In a first for Newton Moore Senior High School, students spent several weeks preparing an assembly celebrating Indigenous culture before presenting it to the school.
Along with the assembly, which featured performances by students, the school celebrated NAIDOC with a morning tea, activities and a visit from Roo Rescue WA to teach students how to help local wildlife.
Newton Moore SHS Aboriginal & Islander education officer Tania Hill, who helped choreograph the performances, said year 7 to 12 students spent six weeks during recess and lunch preparing the performances.
“One dance was about the cleansing of the school and it was performed for the opening of the assembly,” she said.
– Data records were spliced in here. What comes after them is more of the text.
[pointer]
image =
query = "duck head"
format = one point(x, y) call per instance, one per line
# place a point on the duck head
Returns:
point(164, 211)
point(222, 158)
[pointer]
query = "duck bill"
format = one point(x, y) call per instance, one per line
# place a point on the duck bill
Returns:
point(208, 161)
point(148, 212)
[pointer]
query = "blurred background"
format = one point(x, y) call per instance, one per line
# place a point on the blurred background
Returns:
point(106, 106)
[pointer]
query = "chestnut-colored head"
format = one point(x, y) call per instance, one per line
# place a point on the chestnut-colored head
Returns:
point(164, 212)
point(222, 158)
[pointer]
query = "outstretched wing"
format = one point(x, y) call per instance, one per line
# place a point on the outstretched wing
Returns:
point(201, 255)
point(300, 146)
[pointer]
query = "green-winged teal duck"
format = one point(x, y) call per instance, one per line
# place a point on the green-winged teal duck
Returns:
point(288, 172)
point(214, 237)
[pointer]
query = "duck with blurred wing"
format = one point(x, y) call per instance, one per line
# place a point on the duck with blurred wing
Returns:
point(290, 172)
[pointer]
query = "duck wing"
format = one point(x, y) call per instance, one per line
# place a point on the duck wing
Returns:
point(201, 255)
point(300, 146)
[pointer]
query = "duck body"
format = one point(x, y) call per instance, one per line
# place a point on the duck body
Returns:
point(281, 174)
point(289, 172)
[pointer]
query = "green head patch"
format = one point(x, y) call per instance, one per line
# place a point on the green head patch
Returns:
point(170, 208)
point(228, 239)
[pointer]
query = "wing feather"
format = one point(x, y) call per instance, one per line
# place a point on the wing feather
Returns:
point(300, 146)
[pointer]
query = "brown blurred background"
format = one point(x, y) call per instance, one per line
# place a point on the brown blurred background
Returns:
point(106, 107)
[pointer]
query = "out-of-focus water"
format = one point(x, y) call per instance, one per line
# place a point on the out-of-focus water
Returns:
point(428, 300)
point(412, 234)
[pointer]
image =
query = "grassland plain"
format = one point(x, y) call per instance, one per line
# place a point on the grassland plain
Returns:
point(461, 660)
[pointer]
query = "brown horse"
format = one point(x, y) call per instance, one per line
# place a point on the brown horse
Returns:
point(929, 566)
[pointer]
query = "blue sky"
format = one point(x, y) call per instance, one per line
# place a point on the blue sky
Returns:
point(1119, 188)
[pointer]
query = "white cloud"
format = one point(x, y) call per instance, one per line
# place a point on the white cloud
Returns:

“Another dance performed during lunch was about waking up and picking berries and nuts for the day, then the emus would eat what was left.
“As night falls the girls would clean the area before they lay to rest and during the night the spirit trees would come alive and dance around the girls to protect them and give them good rest and good dreams.”
The students also had help from Cameron Bennell, who came to the school to teach several male students how to play the didgeridoo.
“This year’s NAIDOC Week theme was Get Up! Stand Up! Show Up! and the young girls and boys at Newton Moore SHS have definitely shown us how it is done,” he said.
“For me, being a Noongar man myself, it makes me proud to be a part of the NAIDOC Week celebrations with the young fellas and pass my knowledge on to the next generation as my Elders have taught me.”